There’s a lot to unpack, so let’s get right into the guts of what a potential move of Jones could mean for both the Falcons and this week’s NFL draft.
The NFL, as much as it is a platform as the highest level of football on the globe, serves as one of the harshest realities of the professional world. The NFL is a business, whatever way you want to look at it, and Jones has two new bosses.
The hiring of Terry Fontenot as general manager and Arthur Smith as head coach has ushered in a new era of football in Atlanta following its third consecutive season in which the team failed to make the playoffs. Tough times call for tough measures, and the trade of Jones could be warranted if Atlanta deems that the potential return on their All-Pro receiver could accelerate its path back to the top of the uber-competitive NFC South.
Entering his 11th season as the staple out wide for Matt Ryan, moving on from one of the league’s generational talents at pass-catcher doesn’t seem ideal. It just takes a glance back to last year to the Texans’ trade of DeAndre Hopkins to create an army of skeptics when entertaining a potential deal for Julio Jones… but this is different.

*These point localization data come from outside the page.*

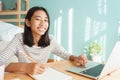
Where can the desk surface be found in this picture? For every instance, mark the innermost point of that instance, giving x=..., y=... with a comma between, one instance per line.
x=60, y=66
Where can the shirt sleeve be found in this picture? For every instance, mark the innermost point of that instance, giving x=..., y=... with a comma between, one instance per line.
x=9, y=50
x=59, y=50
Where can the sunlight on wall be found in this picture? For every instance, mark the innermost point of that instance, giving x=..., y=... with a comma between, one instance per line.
x=87, y=29
x=102, y=7
x=119, y=28
x=57, y=31
x=70, y=25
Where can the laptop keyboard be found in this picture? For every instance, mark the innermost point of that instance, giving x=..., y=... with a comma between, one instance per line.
x=94, y=71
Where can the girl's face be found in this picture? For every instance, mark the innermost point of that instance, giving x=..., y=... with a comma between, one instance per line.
x=39, y=23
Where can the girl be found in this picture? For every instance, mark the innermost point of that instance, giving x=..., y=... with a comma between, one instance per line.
x=36, y=43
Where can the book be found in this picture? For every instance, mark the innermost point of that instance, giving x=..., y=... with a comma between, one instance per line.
x=51, y=74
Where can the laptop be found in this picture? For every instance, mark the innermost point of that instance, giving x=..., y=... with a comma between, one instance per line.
x=98, y=71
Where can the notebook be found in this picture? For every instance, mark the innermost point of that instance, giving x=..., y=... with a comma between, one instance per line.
x=51, y=74
x=98, y=71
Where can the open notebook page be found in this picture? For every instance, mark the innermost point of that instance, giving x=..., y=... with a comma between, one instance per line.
x=51, y=74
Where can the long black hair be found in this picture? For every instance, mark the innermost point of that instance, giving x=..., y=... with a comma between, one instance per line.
x=27, y=35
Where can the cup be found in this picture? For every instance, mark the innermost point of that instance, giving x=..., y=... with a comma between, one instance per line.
x=2, y=70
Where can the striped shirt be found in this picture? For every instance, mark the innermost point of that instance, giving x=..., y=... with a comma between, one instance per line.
x=16, y=46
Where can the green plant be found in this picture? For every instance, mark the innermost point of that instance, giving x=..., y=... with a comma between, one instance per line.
x=94, y=48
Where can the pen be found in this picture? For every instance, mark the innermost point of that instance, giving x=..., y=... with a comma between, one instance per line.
x=28, y=57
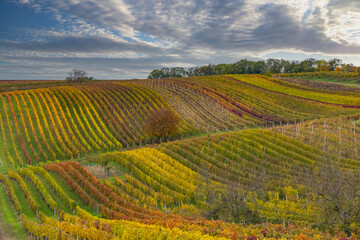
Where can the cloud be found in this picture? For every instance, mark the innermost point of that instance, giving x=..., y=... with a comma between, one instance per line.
x=139, y=35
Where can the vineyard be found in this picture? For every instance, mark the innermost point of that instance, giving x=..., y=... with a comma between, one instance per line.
x=76, y=163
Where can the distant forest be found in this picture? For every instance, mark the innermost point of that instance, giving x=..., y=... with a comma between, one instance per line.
x=244, y=66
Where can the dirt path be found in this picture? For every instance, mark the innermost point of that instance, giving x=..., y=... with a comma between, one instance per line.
x=5, y=233
x=100, y=173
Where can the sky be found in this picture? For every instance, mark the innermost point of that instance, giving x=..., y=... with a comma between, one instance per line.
x=125, y=39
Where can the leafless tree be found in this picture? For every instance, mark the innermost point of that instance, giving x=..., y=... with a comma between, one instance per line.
x=337, y=195
x=77, y=75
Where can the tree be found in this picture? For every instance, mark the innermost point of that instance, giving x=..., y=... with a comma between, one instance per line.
x=162, y=123
x=337, y=196
x=77, y=75
x=334, y=63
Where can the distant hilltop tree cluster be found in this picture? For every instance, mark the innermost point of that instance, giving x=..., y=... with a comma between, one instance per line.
x=78, y=76
x=244, y=66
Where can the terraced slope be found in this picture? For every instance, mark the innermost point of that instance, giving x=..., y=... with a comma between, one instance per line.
x=49, y=137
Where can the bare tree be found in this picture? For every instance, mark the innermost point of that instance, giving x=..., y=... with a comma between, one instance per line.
x=232, y=201
x=162, y=123
x=337, y=196
x=77, y=75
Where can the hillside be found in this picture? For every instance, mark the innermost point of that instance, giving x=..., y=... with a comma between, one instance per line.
x=76, y=162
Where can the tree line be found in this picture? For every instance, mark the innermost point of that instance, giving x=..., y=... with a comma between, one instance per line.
x=244, y=66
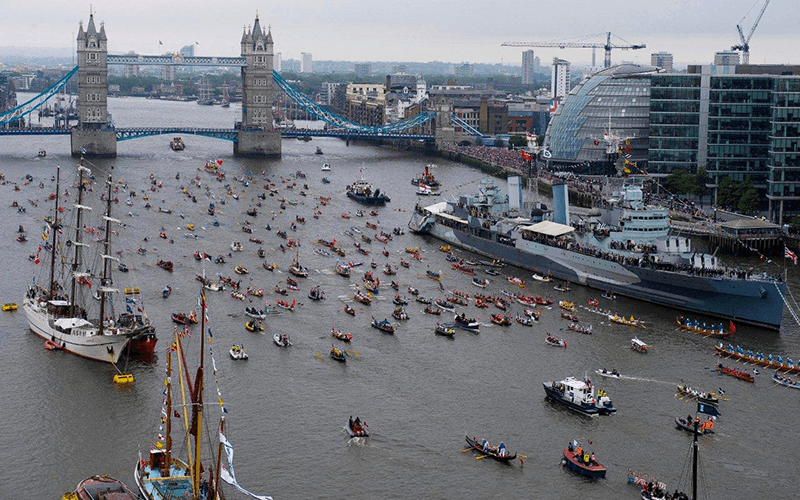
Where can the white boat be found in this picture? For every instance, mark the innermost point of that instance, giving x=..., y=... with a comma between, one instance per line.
x=59, y=315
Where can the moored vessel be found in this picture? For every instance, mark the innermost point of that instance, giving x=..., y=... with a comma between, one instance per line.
x=627, y=250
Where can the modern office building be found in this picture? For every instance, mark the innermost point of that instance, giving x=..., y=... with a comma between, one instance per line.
x=618, y=96
x=463, y=70
x=726, y=58
x=662, y=60
x=362, y=70
x=559, y=78
x=528, y=67
x=306, y=63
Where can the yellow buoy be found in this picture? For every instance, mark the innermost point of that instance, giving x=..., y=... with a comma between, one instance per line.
x=123, y=378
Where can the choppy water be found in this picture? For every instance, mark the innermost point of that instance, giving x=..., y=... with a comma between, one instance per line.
x=63, y=419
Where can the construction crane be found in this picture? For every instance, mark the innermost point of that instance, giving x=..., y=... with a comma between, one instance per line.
x=582, y=45
x=745, y=45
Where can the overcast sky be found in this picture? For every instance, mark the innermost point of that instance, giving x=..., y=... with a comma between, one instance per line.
x=415, y=30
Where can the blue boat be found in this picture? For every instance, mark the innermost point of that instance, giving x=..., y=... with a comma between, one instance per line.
x=579, y=395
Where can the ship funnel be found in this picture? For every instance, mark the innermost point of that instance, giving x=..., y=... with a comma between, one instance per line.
x=560, y=203
x=515, y=193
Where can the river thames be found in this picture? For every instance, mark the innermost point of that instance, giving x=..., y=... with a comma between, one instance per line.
x=64, y=420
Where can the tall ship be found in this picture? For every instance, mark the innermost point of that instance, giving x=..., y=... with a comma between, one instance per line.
x=73, y=308
x=179, y=468
x=627, y=249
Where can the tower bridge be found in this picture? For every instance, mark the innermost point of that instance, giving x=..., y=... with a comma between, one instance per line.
x=255, y=135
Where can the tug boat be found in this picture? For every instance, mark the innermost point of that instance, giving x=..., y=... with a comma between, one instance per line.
x=580, y=396
x=383, y=326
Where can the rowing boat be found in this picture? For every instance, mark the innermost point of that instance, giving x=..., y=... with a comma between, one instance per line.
x=490, y=452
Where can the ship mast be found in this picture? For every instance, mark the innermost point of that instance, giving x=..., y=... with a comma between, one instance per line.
x=168, y=452
x=54, y=230
x=197, y=421
x=78, y=244
x=694, y=460
x=105, y=257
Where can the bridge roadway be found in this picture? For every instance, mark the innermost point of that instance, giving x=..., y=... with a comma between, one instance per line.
x=124, y=134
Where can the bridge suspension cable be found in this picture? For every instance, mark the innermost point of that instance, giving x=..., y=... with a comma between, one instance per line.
x=343, y=123
x=32, y=104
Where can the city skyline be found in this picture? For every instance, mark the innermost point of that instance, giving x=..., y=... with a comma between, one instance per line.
x=692, y=31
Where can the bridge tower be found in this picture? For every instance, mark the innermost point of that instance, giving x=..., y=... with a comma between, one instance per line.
x=93, y=134
x=257, y=136
x=444, y=132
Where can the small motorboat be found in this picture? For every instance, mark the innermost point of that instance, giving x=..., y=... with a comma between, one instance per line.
x=550, y=340
x=165, y=265
x=465, y=323
x=338, y=354
x=343, y=336
x=523, y=320
x=180, y=318
x=582, y=462
x=254, y=325
x=238, y=353
x=316, y=293
x=445, y=305
x=500, y=319
x=399, y=313
x=480, y=283
x=608, y=374
x=383, y=326
x=362, y=297
x=286, y=305
x=281, y=339
x=252, y=312
x=446, y=330
x=638, y=345
x=687, y=424
x=432, y=310
x=357, y=428
x=575, y=327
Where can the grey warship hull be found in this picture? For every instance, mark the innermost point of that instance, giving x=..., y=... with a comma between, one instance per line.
x=751, y=301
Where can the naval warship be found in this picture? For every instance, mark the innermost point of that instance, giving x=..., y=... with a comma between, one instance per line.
x=628, y=249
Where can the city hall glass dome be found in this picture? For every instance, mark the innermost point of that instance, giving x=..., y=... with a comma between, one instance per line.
x=622, y=93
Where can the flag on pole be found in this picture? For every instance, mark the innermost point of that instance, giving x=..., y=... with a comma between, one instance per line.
x=788, y=254
x=708, y=409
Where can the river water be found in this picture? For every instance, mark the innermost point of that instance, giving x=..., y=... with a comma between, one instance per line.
x=64, y=420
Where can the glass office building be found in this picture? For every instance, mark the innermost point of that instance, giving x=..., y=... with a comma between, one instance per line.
x=619, y=95
x=674, y=123
x=783, y=183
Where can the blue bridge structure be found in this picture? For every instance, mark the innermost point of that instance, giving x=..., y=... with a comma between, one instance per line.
x=255, y=135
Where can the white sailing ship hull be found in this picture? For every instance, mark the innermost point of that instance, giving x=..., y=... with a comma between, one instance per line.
x=107, y=347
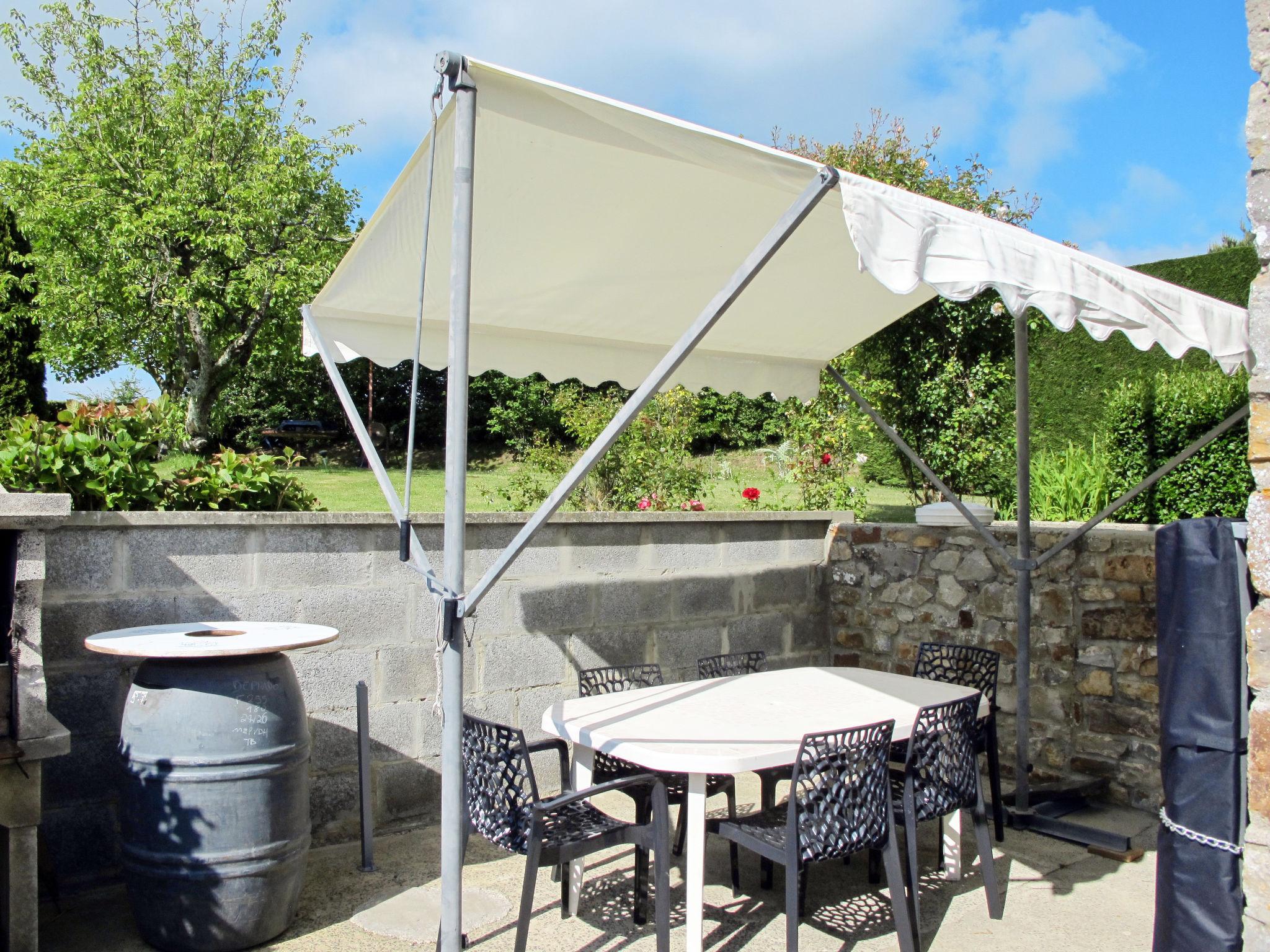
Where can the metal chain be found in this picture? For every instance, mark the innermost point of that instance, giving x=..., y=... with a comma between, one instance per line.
x=1198, y=837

Hopkins was 27 when he was traded from Houston to Arizona for a bag of chips and well wishes from Bill O’Brien. Jones is now on the bad side of 30 following a 2020 campaign that saw him appear in just nine games, the second-fewest appearances in a season in his career. And look, it’s Julio Jones we’re discussing, but if Fontenot and the Falcons’ brass are eyeing a move to kickoff their tenure in Atlanta, moving Jones would undoubtedly raise eyebrows—and would unquestionably, on paper, add a package of youth-infused talent to a roster in desperate need of exactly that. However, things become sticky when diving into the potential logistics of Jones’ departure.
Due to salary cap restrictions, where Jones is set for a dead cap hit of $23.25 million if traded, the all-world wideout contractually could not be moved until after June 1—the dead cap would then be $7.75 million in 2021 and $15.5 million in 2022. With that, additionally, Atlanta would be barred from including any draft picks this year due to the timing of the trade, a potential kicker in the deal. For the second-most expensive wideout in the league, at 32 years old, even with Ryan still under center, you begin to peek over the fence at the potential return if you're Fontenot, especially with Calvin Ridley and the fourth overall selection in your back pocket.

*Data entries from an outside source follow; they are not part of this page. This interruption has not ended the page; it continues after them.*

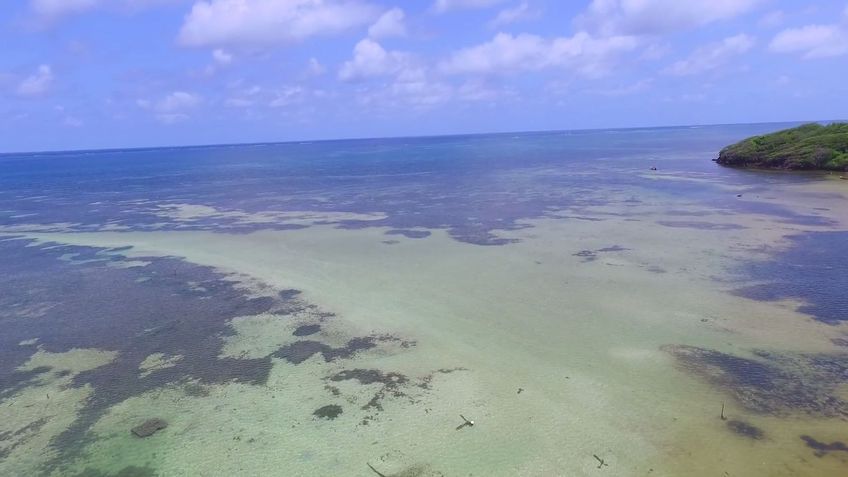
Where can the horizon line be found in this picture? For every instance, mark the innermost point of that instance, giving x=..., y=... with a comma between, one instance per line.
x=371, y=138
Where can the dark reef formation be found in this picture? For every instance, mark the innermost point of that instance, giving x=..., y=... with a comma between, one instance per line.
x=779, y=384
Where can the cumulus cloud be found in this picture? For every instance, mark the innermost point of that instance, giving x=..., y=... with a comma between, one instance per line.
x=37, y=83
x=370, y=59
x=222, y=57
x=520, y=12
x=442, y=6
x=712, y=56
x=647, y=17
x=812, y=41
x=173, y=107
x=314, y=67
x=506, y=53
x=390, y=23
x=268, y=22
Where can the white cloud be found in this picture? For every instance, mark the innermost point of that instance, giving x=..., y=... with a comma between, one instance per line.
x=772, y=19
x=315, y=68
x=520, y=12
x=812, y=41
x=712, y=56
x=267, y=22
x=525, y=52
x=72, y=122
x=442, y=6
x=37, y=83
x=172, y=108
x=221, y=57
x=287, y=95
x=370, y=60
x=624, y=90
x=389, y=24
x=638, y=17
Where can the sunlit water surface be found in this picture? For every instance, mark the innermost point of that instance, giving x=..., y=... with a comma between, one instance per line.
x=333, y=308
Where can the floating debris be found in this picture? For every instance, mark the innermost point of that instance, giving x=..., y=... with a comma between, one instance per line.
x=467, y=423
x=601, y=462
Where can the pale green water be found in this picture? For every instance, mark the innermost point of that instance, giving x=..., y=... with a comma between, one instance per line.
x=556, y=344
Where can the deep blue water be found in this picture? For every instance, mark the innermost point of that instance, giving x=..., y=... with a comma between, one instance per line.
x=470, y=185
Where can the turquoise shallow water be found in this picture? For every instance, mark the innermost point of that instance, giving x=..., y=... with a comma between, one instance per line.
x=321, y=306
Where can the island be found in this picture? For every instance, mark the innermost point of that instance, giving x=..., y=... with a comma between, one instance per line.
x=808, y=147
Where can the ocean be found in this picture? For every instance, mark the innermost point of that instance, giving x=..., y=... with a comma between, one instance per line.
x=596, y=302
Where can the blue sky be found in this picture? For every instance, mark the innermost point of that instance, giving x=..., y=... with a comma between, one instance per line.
x=124, y=73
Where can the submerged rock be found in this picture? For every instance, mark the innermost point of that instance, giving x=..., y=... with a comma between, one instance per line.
x=746, y=430
x=330, y=411
x=823, y=448
x=773, y=383
x=149, y=427
x=306, y=330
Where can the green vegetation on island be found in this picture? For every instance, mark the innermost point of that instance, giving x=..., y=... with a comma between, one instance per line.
x=807, y=147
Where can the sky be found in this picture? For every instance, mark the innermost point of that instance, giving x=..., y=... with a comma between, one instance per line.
x=88, y=74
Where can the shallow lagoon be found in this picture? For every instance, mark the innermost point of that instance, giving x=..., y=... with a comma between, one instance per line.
x=321, y=307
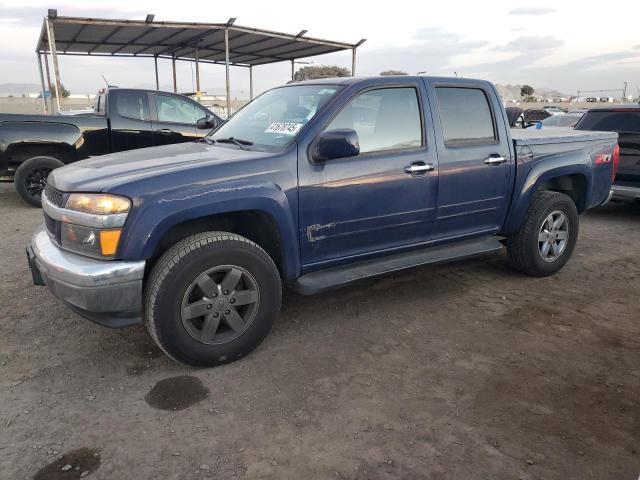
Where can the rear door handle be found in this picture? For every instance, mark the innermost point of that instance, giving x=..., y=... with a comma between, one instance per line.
x=495, y=159
x=417, y=168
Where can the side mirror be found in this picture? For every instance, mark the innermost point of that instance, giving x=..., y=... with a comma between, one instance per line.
x=205, y=123
x=334, y=144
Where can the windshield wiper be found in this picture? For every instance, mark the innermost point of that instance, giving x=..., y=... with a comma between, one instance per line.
x=236, y=141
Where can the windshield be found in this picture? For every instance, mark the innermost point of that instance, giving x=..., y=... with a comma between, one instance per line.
x=274, y=119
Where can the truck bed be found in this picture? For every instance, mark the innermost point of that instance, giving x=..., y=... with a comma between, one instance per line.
x=532, y=136
x=90, y=122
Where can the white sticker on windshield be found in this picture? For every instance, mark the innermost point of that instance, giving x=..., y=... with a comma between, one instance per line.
x=285, y=128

THEN there are the implications surrounding the draft. What if Jones is dealt before the Jaguars go on the clock? How does that affect not just Atlanta at No. 4, but the entire first round? Rumors have swirled surrounding the Falcons’ brain trust and their interest in trading back from the top five, but if a team in New England, Baltimore, or Tennessee were to come calling for Jones, could Atlanta see themselves in possession of two top-20 selections? In the deepest wideout class of recent memory post-Jones’, you see where there’s smoke to the fire here to Rapoport’s news.
Long story short, as a commonality that the annual draft process has developed into, organizations tend to throw out chum to see if there are biters—and as the week plays on, the blood begins to fade. But, when you dive into the meat of a potential deal for Jones, still one of the league’s premier talents on the outside, it’s more than just dust in the wind.
Atlanta, welcome to your rebuild, whether you like it or not.